Community

Ward 6 to be Redistricting Focus in D.C.

The District’s Ward 6 — which encompasses established neighborhoods such as Capitol Hill and Eastern Market as well as bustling areas such as the Southwest Waterfront, Navy Yard and NoMa — has emerged as the epicenter for the city’s redistricting process that will begin next month.

U.S. Census Bureau 2020 data released on Aug. 12 showed the District with a population of 689,545 in 2020, an increase of about 88,000 people from the 2020 number of 601,723. Half of the District’s population growth occurred among whites moving into the city.
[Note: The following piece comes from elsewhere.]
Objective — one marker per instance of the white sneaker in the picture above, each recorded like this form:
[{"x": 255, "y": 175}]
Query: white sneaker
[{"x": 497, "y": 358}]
However, Blacks left the city at the level of 9.1 percent. The data show the District as the only state-level jurisdiction in the nation in which the white population increased in the past decade. Overall, the census reported the District as 50 percent Black, 38 percent white and 11.3 percent Latino.

Ward 6, located largely in the eastern part of the District, accounted for nearly a third of the city’s growth or 31,604 residents, during the previous decade, the census reported. In contrast, the slowest growth occurred in Wards 2 and 7. The sluggish growth in Wards 2 and 7 could account for the former’s heavy university presence that tends to be seasonal and the latter having Black neighborhoods that could have been undercounted, city observers said. Wards 1,2,3,4 and 5 had population growth but nowhere near the level of Ward 6’s during the past decade, according to the data.

The census data comes as the District, like other state-level jurisdictions throughout the nation, prepares for redistricting. In the District, ward and advisory neighborhood commission boundaries will be drawn based on the data. District law requires relatively equal size for all ward populations, within a range of five percent above or below the average ward population. According to 2020 census data, a ward’s population would be 86,193 residents.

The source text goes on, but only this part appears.